On a new install, yes, but on a swap you just use the dowels to hold them in place. Even with a new install, you don't need to drop the pan. Fishing line, putty and a thin piece of flexible cutting board works perfect.

Adds a ton more work to lift the motor when there's no reason to do it.

Only reason to lift the motor and pull the pan is if you drop a tappet.
 
I called them about 2 hours after they left this morning and they were really pleased overall.

We pulled the Sportsman springs that were in it and installed the Hamilton's, we also fixed an intermittent connection problem on the TST, so it's gonna take a while to see the real gain.

We have him scheduled to dyno the weekend of Mar 12 - 15th. Last time we had that truck on the dyno it did 556 HP / 1058 TQ, but the valves were floating badly and the truck was breaking up at 2500 RPM's.

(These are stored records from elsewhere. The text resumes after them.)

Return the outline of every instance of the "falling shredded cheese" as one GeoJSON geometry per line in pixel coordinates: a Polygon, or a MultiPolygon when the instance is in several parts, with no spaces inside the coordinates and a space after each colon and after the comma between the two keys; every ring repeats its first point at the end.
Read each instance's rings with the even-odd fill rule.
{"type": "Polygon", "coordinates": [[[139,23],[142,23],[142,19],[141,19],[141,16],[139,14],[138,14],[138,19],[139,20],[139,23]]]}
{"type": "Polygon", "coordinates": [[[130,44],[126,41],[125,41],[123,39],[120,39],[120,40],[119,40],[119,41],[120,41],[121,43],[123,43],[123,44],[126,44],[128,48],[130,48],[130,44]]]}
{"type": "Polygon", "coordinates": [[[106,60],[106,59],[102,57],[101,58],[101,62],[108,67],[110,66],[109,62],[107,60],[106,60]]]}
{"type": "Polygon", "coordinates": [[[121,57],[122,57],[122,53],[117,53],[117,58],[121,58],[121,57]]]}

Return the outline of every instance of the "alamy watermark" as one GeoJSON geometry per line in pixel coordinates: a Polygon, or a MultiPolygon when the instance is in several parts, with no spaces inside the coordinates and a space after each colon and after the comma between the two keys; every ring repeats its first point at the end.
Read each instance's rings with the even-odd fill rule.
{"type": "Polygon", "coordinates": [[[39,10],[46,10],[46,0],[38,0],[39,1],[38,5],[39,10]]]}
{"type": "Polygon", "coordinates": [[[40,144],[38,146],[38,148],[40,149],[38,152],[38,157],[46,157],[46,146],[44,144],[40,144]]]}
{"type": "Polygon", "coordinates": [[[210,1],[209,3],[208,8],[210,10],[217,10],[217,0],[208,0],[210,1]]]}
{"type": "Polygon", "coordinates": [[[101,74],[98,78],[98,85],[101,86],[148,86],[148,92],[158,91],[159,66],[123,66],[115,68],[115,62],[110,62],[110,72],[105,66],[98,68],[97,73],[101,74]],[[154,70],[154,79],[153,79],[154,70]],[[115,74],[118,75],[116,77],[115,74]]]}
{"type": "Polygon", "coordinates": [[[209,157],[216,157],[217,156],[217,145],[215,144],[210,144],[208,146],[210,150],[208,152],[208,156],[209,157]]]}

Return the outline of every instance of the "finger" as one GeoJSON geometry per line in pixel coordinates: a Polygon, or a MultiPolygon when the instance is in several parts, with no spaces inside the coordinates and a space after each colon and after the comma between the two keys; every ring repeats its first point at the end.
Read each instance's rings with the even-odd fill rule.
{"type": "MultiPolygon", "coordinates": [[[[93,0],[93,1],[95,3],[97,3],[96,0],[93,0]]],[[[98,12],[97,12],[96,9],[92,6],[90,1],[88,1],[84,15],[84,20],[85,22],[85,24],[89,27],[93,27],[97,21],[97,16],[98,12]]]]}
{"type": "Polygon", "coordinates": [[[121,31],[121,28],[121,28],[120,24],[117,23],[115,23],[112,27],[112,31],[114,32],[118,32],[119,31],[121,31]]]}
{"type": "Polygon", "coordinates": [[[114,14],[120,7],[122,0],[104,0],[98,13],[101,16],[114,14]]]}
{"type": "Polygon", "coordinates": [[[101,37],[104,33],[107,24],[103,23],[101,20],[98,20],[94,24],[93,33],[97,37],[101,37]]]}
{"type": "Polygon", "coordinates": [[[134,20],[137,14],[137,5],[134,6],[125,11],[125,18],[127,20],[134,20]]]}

I only did 2 full pulls with it, I backed out on the 3rd pull because I was worried about hurting the truck.
 
Very Nice writeup. Thanks for putting all of the pictures up. Make sure to re-lash the valves before the dyno and you should be very happy.

Thanks again


Zach
 
Because you don't need to pull the tappets on a cam swap.

On a new install, yes, but on a swap you just use the dowels to hold them in place. Even with a new install, you don't need to drop the pan. Fishing line, putty and a thin piece of flexible cutting board works perfect.

Adds a ton more work to lift the motor when there's no reason to do it.

Only reason to lift the motor and pull the pan is if you drop a tappet.

well that makes perfet sense for some reason i was thinking tappet swap
 
Well, initial results are he is HIGHLY pleased, but his u-joints are not.

He wanted to see the "butt dyno" difference with the new cam and he snapped a u-joint.
 
whats a cam install usually cost?? to install springs pushrods and cam and tappets
 
Depends on the area you live in.

What might cost $300 in one area, might cost $1000 in another.